If Christ did what he did when He was tempted by Satan in Matthew 4, then we know Christ used scripture to defeat those tempting Him. If He wrote Leviticus 20:10 on the ground using the previous example from Matthew, then the Pharisees would have known that they themselves were caught trying to trick or test Christ. You see, they did not bring the man although the adulterous couple were caught in the very act. If the Pharisees try and condemn her without the man, they are breaking the law. Therefore, Christ writes down something to dispute the action, the Pharisees left, and Christ then tells the woman go, and sin no more. John 8:11.
The title of the book will draw women to read it, and they will believe that the Old Testament and the law were detrimental for women and Christ fixed this. I believe that this is completely wrong as Jesus Christ said in Matthew 5:17-18 Think not that I am come to destroy the law, or the prophets: I am not come to destroy, but to fulfil. For verily I say unto you, Till heaven and earth pass, one jot or one tittle shall in no wise pass from the law, till all be fulfilled. The law is still in place. We have it as a measure. The New Covenant is detailed clearly in Jeremiah 31:31-34 and the law is now in our inward parts.
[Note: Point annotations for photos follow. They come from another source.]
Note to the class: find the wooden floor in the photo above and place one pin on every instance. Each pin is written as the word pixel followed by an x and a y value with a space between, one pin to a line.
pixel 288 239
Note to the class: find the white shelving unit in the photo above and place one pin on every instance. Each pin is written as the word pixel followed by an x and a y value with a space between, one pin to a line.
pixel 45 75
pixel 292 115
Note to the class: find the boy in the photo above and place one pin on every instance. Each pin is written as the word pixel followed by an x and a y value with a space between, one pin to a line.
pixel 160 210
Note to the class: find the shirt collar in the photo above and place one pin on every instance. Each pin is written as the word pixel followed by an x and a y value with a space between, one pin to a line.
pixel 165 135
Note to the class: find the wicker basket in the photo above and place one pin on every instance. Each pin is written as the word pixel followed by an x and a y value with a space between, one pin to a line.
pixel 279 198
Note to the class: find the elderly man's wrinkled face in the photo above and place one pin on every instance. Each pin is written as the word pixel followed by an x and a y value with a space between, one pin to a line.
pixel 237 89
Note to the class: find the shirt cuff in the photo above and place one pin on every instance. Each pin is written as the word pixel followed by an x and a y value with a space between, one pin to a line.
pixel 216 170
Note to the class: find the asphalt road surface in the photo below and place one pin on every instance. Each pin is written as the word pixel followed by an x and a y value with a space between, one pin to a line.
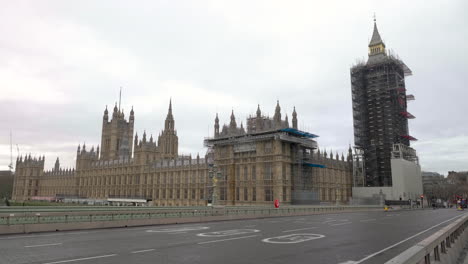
pixel 361 237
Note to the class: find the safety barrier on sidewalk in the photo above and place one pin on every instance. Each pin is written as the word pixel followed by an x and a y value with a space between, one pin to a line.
pixel 445 246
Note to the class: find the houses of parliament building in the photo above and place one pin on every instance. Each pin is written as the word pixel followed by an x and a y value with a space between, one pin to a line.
pixel 269 159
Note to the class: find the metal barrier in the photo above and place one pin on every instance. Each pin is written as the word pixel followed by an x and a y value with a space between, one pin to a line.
pixel 445 246
pixel 77 216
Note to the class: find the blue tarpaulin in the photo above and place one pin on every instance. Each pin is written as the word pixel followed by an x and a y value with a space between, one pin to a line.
pixel 299 133
pixel 314 165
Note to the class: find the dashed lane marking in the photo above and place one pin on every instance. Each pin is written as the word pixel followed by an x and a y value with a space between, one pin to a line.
pixel 222 240
pixel 141 251
pixel 299 229
pixel 80 259
pixel 345 223
pixel 43 245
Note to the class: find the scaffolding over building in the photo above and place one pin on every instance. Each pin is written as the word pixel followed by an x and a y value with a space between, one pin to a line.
pixel 379 112
pixel 271 159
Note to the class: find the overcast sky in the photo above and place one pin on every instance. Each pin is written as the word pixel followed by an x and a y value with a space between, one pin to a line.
pixel 62 62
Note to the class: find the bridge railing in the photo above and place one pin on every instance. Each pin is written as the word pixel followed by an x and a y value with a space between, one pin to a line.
pixel 123 214
pixel 444 246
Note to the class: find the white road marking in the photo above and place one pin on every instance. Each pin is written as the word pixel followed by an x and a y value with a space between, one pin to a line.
pixel 44 245
pixel 141 251
pixel 299 229
pixel 178 229
pixel 80 259
pixel 227 239
pixel 292 238
pixel 48 235
pixel 368 220
pixel 232 232
pixel 346 223
pixel 402 241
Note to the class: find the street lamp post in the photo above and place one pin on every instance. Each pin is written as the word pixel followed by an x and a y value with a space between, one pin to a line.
pixel 214 175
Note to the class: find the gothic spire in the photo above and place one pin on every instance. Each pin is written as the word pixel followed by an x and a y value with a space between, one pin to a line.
pixel 376 39
pixel 294 118
pixel 169 123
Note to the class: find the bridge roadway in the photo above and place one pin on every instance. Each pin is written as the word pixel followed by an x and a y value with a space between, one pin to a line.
pixel 360 237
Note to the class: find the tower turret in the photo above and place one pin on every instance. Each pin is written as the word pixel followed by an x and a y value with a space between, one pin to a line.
pixel 106 115
pixel 294 118
pixel 277 116
pixel 376 45
pixel 216 125
pixel 57 164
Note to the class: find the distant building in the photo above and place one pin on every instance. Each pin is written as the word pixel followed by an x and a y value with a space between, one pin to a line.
pixel 270 159
pixel 6 184
pixel 460 177
pixel 266 161
pixel 434 184
pixel 380 113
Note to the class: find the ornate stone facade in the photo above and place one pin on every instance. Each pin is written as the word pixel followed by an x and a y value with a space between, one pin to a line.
pixel 266 161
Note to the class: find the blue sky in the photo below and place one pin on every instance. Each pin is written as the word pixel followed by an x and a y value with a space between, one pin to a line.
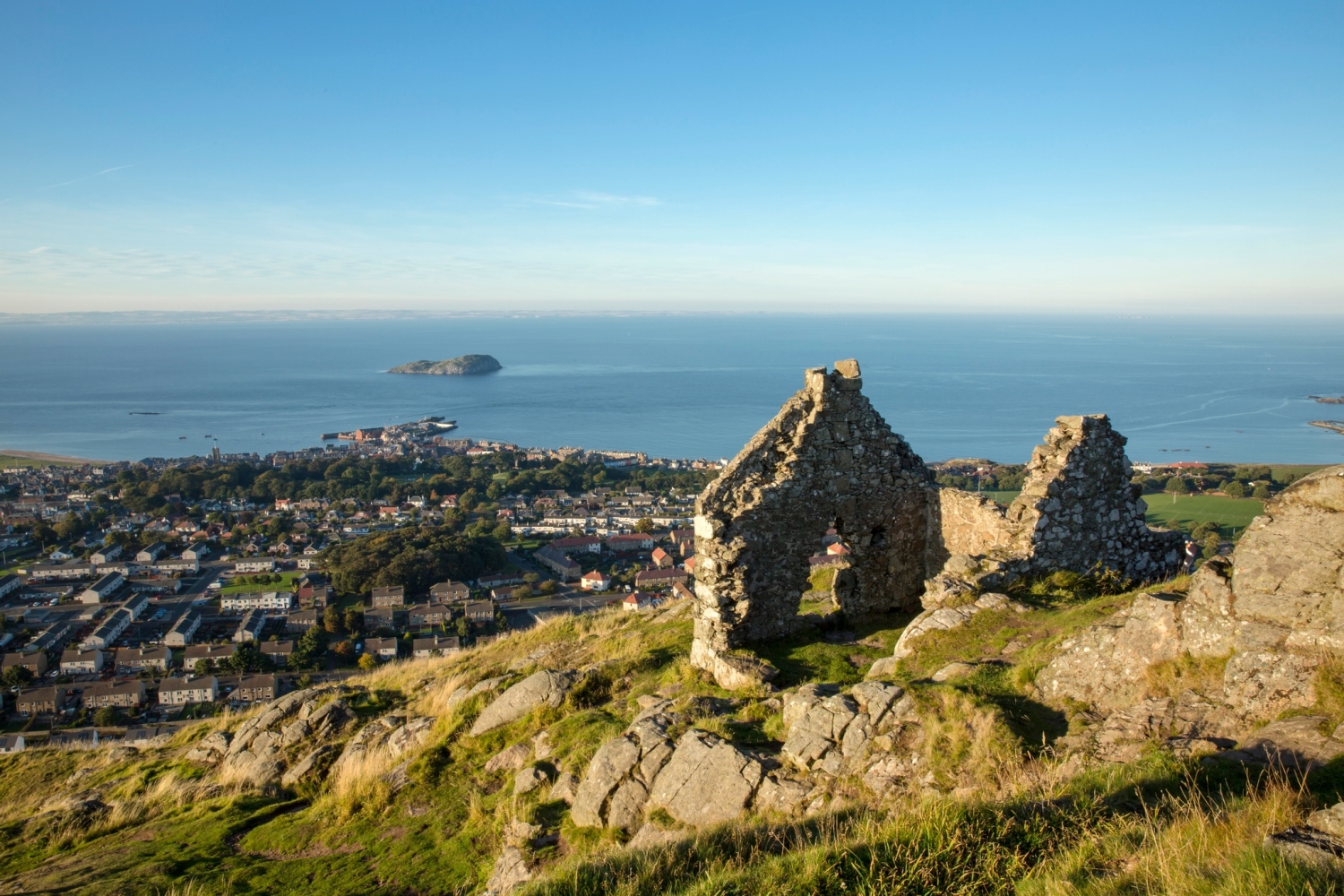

We cannot say the law is and failed women at the same time we say that Christ was for women, as He was for the law in fact, we are to walk as he walked and keep the commandments 1 John 2:3-6.
Although I stated that compared to a previous book I had read, this book was a breath of fresh air. I wish the author had used the Bible completely as her guide instead of preconceived notions about how the Bible treats women. This could have illuminated to those seeking or those that have never read the Bible, that it is a powerful guide for our lives.
I will say that I read Is the Bible Good for Women with my Bible at my side as well as the Blue Letter Bible website open as to figure out Bible versions etc., that were used. I think that this is a good way to read any book that presents itself as a study help or guide to the Bible. If you do not have a Bible or access to one I would not read this book until you do. Feel free to click here for a free Bible.
Alsup, W. (2017). Is the Bible Good For Women. New York: Multnomah.
Disclaimer: with my thoughts about what Christ wrote. I am in no means suggesting my thoughts are to be taken as what it means. I just wanted to use the scripture: test/tempt and find another place Christ was tempted and show how he dealt with that temptation. I take 2 Timothy 2:15 to heart.